Are we being too tough on AI? We are not writing about Watson’s specific program but, instead, using it as a metaphor for big data analytics and messy regression models. It is not clear if Watson has been tested in a range of clinical situations where inherent uncertainty prevails. No pertinent randomized trials are cited when “Watson artificial intelligence” is entered into “PubMed”. There are attempts to match patients to clinical studies, but no outcome studies. This is important since that 60 Minute episode told of a patient who was treated after a “recommendation” from Watson. We assume that the treatment met ethical standards for a Phase 1 study and that the patient was fully informed. We are left to assume, also, that the information found by AI was reliable and adequately tested. After all, this compliant-with-Watson, yet unfortunate patient succumbed to an “infection” several months after receiving the treatment. We worry about the validity of the information spewed by the algorithm and how on earth the researchers planned to learn anything about the efficacy of the proposed intervention from treating their patient. Science requires universal aims and adequate comparisons. In our view, any AI solution for any patient should be subjected to stringent, publicly available scientific testing.
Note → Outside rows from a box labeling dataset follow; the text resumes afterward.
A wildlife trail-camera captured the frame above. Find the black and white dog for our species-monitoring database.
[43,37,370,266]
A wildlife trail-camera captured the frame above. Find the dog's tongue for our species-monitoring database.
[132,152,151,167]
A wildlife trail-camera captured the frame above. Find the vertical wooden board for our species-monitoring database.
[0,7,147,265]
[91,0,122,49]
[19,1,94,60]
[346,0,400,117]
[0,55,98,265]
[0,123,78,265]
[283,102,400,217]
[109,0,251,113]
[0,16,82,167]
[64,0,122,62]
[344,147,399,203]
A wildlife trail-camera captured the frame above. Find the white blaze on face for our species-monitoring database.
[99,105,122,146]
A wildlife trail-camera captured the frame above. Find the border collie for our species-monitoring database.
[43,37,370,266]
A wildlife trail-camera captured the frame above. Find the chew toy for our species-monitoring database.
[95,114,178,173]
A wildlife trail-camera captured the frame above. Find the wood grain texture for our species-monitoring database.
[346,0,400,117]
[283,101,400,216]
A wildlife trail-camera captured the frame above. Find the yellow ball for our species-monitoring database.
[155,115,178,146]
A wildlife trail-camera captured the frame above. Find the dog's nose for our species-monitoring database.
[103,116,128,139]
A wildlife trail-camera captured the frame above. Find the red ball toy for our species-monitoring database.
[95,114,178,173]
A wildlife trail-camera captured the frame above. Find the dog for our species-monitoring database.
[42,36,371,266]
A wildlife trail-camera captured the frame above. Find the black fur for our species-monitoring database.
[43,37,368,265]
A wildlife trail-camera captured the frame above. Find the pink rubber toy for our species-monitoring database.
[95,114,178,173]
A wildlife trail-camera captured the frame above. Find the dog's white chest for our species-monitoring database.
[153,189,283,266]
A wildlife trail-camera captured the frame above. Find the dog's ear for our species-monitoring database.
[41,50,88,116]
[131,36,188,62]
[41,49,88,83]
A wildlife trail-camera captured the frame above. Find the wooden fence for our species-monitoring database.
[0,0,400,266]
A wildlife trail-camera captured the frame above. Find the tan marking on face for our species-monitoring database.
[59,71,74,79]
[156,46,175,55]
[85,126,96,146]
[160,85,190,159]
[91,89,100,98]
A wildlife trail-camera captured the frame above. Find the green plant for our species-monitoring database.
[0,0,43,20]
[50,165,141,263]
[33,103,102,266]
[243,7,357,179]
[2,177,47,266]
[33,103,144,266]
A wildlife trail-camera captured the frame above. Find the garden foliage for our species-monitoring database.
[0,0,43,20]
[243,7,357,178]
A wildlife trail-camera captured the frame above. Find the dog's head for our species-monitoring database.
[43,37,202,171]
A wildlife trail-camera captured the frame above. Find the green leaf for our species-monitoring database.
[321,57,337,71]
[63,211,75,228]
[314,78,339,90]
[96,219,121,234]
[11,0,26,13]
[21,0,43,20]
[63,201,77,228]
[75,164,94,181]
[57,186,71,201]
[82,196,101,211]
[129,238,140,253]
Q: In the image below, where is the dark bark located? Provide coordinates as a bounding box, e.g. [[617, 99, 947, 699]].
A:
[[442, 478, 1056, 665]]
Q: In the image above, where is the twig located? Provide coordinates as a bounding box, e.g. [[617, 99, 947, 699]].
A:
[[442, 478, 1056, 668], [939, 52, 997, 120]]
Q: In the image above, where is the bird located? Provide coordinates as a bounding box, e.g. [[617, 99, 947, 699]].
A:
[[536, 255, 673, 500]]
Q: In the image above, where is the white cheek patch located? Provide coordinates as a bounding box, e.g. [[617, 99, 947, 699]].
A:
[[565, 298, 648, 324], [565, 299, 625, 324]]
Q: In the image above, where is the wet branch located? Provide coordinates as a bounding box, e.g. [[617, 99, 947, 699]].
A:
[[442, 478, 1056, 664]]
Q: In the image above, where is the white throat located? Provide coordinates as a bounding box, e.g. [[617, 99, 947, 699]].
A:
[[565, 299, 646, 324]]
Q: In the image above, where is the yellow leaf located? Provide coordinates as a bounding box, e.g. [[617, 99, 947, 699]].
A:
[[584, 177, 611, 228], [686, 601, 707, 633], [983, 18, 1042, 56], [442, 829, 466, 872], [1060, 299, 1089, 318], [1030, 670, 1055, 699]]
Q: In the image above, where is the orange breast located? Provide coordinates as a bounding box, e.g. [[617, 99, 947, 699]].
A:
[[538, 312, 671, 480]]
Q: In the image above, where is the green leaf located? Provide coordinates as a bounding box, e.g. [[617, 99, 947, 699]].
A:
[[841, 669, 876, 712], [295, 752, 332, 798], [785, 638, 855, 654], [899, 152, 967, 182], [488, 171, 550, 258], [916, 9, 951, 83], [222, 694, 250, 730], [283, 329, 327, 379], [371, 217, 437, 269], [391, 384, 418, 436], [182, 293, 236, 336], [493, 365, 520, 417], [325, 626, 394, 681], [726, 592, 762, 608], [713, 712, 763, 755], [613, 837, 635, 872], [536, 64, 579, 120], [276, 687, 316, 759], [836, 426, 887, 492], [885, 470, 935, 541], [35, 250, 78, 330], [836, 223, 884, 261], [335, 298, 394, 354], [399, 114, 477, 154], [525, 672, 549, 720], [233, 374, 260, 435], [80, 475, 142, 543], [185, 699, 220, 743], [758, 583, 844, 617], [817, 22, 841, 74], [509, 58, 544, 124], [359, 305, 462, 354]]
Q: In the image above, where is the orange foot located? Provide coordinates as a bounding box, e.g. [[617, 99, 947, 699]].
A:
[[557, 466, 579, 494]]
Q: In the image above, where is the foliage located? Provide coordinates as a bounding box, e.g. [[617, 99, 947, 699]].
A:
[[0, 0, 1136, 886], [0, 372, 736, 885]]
AI, to us, is in dire need of Phase 1 testing.
Science can be better. Watson will not advance science, scientific inquiry will. Better designs for clinical care and insights from scientific data need to be developed and implemented. We do not need massive amounts of data, just small amounts gathered in thoughtfully planned studies. And with better science, we will not need AI. Instead of banking, or breaking the bank, on AI, we should use our remarkable brains to learn by rigorous scientific enquiry and introduce valid scientific insights into the “big data” dialogue we call the patient’s “history” and do so in the service of what we call “patient care.” Watson and other systems may be able to do a wonderful job determining what books we buy, and, from a medical perspective, it might be able to pick a particular antibiotic given a known infection due to the deterministic nature of that task. But, treating infection, as an example, is a small data part of what we do; we help sick people and for that big data task, Watson will, in our view, not be sufficiently insightful.